NKVD men got paid to think like that. Ordinary Soviet citizens had to, if they wanted to stay…well, not safe-nobody was safe-but somewhere close, anyhow.

"Bozhemoi," Sergei muttered. "You're sure?"

Mouradian's dark, bushy eyebrows leapt reproachfully. "If I say something happened, it happened." His voice went hard and flat. "Yob tvoyu mat'," he added-literally, I fuck your mother. As always, tone and emphasis were everything when you said something like that. Said another way, it would have started a fight. But he meant something more like I shit you not.

"All right, all right. I believe you," Yaroslavsky said. "It just…gets to you sometimes, you know?"
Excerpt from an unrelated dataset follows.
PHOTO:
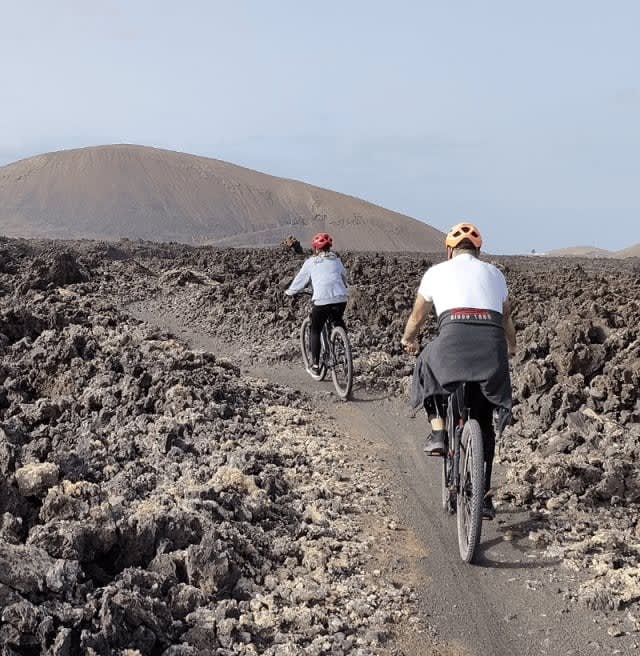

"Nichevo," Anastas answered. Everybody in the USSR, Russian or not, used and understood that word. What can you do? or It can't be helped fit too many Soviet scenarios, as it had in the days of the Tsars. Somebody once said Russian peasants ran on cabbage, vodka, and nichevo.

At a pinch, Sergei supposed you could do without cabbage.

As he had before, Mouradian looked around again. His voice dropped again: "You don't want to tell this to the Chimp. He used to drink with the bombardier on the plane that went down."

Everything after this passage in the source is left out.